« Un morceau d’espace sorti de l’espace infini mis dans une enveloppe matérielle », c’est ainsi que Bruno Zexi définit le bâtiment dans son ouvrage Apprendre à voir l’architecture. Et c’est comme cela qu’il faut comprendre l’installation de l’artiste madrilène Ana Laura Alaez. En effet, elle donne vie, matériellement, à un espace à part, à une enveloppe architecturale où se développe sa proposition esthétique : une pièce en forme d’étoile; des murs aux couleurs lilas, saumon, violet; des vitres et des miroirs en constituent le cadre.
Un dispositif où ce qui brille (le glitter) et ce qui construit (la civilisation, la culture, l’artifice, les formes géométriques) font armes égales avec le donné brut (l’identité, la nature, le corps).
Le miroir est emblématique de cette entreprise esthétique. Il est ce réflecteur de la nature mais également ce moyen de parader, d’observer le résultat du make-up, du Beauty Cabinet Prototype.
Car, comme le souligne le titre de l’exposition, et non sans rappeler l’activité et la démarche de Fabrice Hybert avec ses P.O.F. (Prototype d’Objet en Fonctionnement), Ana Laura Alaez met son installation et les produits Shiseido, marque marraine de l’exposition et dont Ana Laura Alaez dit s’être inspirée, à la disposition des visiteurs. Chaque jour, les médiateurs invitent le public à tester les produits.
À côté de ces produits, une bouche démesurément grande en métal (Metal Mouth) et des sculptures de résines (Puntitas) imitant la forme (phallique) du tube de rouge à lèvres disent l’omniprésence du maquillage comme artifice de la beauté sensuelle, voire sexuelle.
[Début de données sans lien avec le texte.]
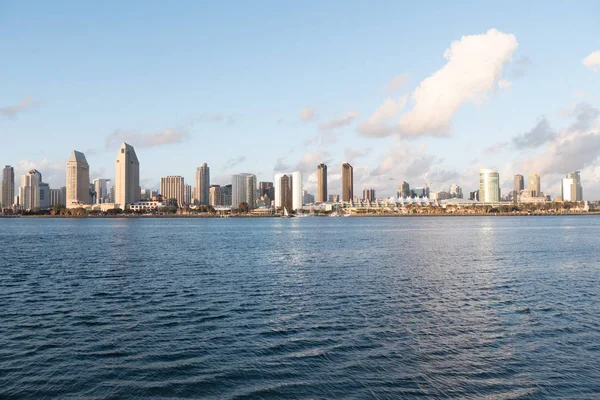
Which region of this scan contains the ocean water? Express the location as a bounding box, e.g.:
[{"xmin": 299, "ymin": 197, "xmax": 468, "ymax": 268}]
[{"xmin": 0, "ymin": 216, "xmax": 600, "ymax": 399}]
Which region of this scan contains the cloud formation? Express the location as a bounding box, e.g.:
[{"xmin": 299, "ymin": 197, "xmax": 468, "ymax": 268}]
[
  {"xmin": 583, "ymin": 50, "xmax": 600, "ymax": 71},
  {"xmin": 300, "ymin": 107, "xmax": 319, "ymax": 122},
  {"xmin": 398, "ymin": 29, "xmax": 518, "ymax": 137},
  {"xmin": 106, "ymin": 128, "xmax": 188, "ymax": 149},
  {"xmin": 319, "ymin": 111, "xmax": 360, "ymax": 132},
  {"xmin": 0, "ymin": 97, "xmax": 39, "ymax": 118}
]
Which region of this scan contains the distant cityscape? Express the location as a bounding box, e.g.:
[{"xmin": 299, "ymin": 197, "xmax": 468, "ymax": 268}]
[{"xmin": 0, "ymin": 142, "xmax": 583, "ymax": 213}]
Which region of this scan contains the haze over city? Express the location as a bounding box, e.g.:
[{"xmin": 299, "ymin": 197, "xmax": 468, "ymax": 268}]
[{"xmin": 0, "ymin": 2, "xmax": 600, "ymax": 200}]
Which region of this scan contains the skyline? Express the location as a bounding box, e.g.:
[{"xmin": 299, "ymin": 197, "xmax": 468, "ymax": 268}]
[{"xmin": 0, "ymin": 2, "xmax": 600, "ymax": 199}]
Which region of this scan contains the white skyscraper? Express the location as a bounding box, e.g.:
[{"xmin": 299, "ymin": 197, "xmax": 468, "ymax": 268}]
[
  {"xmin": 114, "ymin": 142, "xmax": 141, "ymax": 209},
  {"xmin": 231, "ymin": 174, "xmax": 256, "ymax": 208},
  {"xmin": 273, "ymin": 171, "xmax": 303, "ymax": 211},
  {"xmin": 194, "ymin": 163, "xmax": 210, "ymax": 206},
  {"xmin": 479, "ymin": 169, "xmax": 500, "ymax": 203},
  {"xmin": 66, "ymin": 150, "xmax": 90, "ymax": 208}
]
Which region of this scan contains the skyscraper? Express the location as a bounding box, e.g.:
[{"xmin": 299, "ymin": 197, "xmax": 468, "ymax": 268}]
[
  {"xmin": 93, "ymin": 179, "xmax": 110, "ymax": 204},
  {"xmin": 65, "ymin": 150, "xmax": 90, "ymax": 208},
  {"xmin": 317, "ymin": 163, "xmax": 327, "ymax": 203},
  {"xmin": 0, "ymin": 165, "xmax": 15, "ymax": 209},
  {"xmin": 114, "ymin": 142, "xmax": 141, "ymax": 209},
  {"xmin": 479, "ymin": 169, "xmax": 500, "ymax": 203},
  {"xmin": 194, "ymin": 163, "xmax": 210, "ymax": 206},
  {"xmin": 274, "ymin": 171, "xmax": 304, "ymax": 211},
  {"xmin": 560, "ymin": 171, "xmax": 583, "ymax": 201},
  {"xmin": 160, "ymin": 176, "xmax": 185, "ymax": 208},
  {"xmin": 342, "ymin": 162, "xmax": 354, "ymax": 202},
  {"xmin": 231, "ymin": 173, "xmax": 256, "ymax": 208},
  {"xmin": 527, "ymin": 174, "xmax": 542, "ymax": 197}
]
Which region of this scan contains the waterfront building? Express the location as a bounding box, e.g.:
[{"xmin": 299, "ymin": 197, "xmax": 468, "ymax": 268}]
[
  {"xmin": 114, "ymin": 142, "xmax": 141, "ymax": 209},
  {"xmin": 342, "ymin": 162, "xmax": 354, "ymax": 202},
  {"xmin": 273, "ymin": 171, "xmax": 304, "ymax": 211},
  {"xmin": 65, "ymin": 150, "xmax": 90, "ymax": 208},
  {"xmin": 363, "ymin": 188, "xmax": 375, "ymax": 201},
  {"xmin": 194, "ymin": 163, "xmax": 210, "ymax": 206},
  {"xmin": 317, "ymin": 162, "xmax": 327, "ymax": 203},
  {"xmin": 231, "ymin": 173, "xmax": 256, "ymax": 208},
  {"xmin": 479, "ymin": 169, "xmax": 500, "ymax": 203},
  {"xmin": 160, "ymin": 176, "xmax": 186, "ymax": 208},
  {"xmin": 50, "ymin": 186, "xmax": 67, "ymax": 207},
  {"xmin": 560, "ymin": 171, "xmax": 583, "ymax": 201},
  {"xmin": 92, "ymin": 179, "xmax": 110, "ymax": 204},
  {"xmin": 209, "ymin": 185, "xmax": 225, "ymax": 207},
  {"xmin": 396, "ymin": 181, "xmax": 411, "ymax": 199},
  {"xmin": 0, "ymin": 165, "xmax": 15, "ymax": 210},
  {"xmin": 449, "ymin": 185, "xmax": 463, "ymax": 199},
  {"xmin": 527, "ymin": 174, "xmax": 542, "ymax": 197}
]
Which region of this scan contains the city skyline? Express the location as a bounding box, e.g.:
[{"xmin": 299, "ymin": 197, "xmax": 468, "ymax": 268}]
[{"xmin": 0, "ymin": 2, "xmax": 600, "ymax": 199}]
Une vidéo, dont le refrain musical est « Your make-up avoids all meanings » (Ton maquillage annihile toute signification), complète l’ensemble. L’esthétique du clip dégage une impression de syncopé, de synthétique et d’artificiel, accentuée par l’éclairage rose des néons de l’installation. Dans ce Cabinet de Beauté, loin du boudoir ou du cocon, l’apparence et la posture, la seconde peau, sont signes de reconnaissance.
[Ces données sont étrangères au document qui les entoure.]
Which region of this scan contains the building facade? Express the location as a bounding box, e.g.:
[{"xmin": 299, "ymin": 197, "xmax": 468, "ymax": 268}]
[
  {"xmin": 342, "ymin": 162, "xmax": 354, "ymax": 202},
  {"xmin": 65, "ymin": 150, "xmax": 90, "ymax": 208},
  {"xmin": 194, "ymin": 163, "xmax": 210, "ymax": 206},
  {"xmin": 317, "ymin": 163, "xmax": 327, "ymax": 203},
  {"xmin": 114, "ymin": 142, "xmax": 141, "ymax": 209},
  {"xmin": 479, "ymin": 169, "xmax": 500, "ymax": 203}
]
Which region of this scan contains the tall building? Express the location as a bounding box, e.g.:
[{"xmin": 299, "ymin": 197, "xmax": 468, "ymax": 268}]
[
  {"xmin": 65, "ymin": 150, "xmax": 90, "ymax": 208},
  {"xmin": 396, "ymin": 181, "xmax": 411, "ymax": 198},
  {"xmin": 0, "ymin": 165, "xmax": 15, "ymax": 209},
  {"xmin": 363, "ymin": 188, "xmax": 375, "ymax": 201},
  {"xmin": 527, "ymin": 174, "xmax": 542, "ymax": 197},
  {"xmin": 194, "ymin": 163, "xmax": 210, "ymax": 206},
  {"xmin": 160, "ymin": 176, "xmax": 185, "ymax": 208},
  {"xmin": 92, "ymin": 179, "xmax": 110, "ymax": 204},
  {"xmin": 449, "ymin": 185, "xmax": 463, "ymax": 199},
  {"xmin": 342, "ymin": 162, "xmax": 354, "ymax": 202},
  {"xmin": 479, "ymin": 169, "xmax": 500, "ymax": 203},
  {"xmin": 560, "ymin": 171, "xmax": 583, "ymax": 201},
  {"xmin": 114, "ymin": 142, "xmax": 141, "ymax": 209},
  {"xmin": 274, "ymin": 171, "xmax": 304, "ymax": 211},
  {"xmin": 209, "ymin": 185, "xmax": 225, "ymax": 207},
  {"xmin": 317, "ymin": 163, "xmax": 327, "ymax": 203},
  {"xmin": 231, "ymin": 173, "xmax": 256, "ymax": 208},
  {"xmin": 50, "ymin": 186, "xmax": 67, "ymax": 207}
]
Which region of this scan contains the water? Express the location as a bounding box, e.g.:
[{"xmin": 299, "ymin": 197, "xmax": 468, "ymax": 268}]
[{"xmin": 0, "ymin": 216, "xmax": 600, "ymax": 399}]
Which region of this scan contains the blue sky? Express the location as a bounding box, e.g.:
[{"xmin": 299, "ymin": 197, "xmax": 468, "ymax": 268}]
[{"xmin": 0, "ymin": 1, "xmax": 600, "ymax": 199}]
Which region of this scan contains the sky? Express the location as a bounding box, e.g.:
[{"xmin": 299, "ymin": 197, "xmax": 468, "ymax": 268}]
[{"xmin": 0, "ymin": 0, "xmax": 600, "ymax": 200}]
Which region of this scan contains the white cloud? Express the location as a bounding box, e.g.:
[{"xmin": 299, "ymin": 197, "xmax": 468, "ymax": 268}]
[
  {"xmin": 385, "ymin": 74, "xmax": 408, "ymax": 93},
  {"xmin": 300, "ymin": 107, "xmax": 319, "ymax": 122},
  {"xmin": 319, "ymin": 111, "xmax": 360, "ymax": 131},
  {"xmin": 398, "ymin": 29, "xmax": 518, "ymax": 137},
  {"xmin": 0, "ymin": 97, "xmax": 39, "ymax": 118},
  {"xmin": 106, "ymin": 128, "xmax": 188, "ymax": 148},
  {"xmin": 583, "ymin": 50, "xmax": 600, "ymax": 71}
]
Bien sûr, les orientations esthétiques et idéologiques de cette œuvre ne sont pas nouvelles : le débat Nature/Culture, Identité/Superficialité, et le rapport au marché et à la société de consommation étaient déjà présents en 1997 dans l’installation She Astronauts, à la Fundaciòn Caixa de Barcelone que l’artiste transformait en boutique de vêtements de mode. Mais la confrontation avec l’exposition collective « Hardcore, vers un nouvel activisme » est l’occasion de s’apercevoir de la diversité des terrains de réflexion des artistes contemporains.
Ana Laura Alaez
— Beauty Cabinet Prototype, 2002. Matériaux divers. 8 x 8 x 3,10 m. Cesar Rey pour la réalisation architecturale.
— Puntitas, 2002. Résine, 25 éléments.
— Metal Mouth, 2002. Métal argenté.
— Superficialité, 2003. Vidéo, 6’20. Musique : Silvania, voix : Ana Laura Alaez.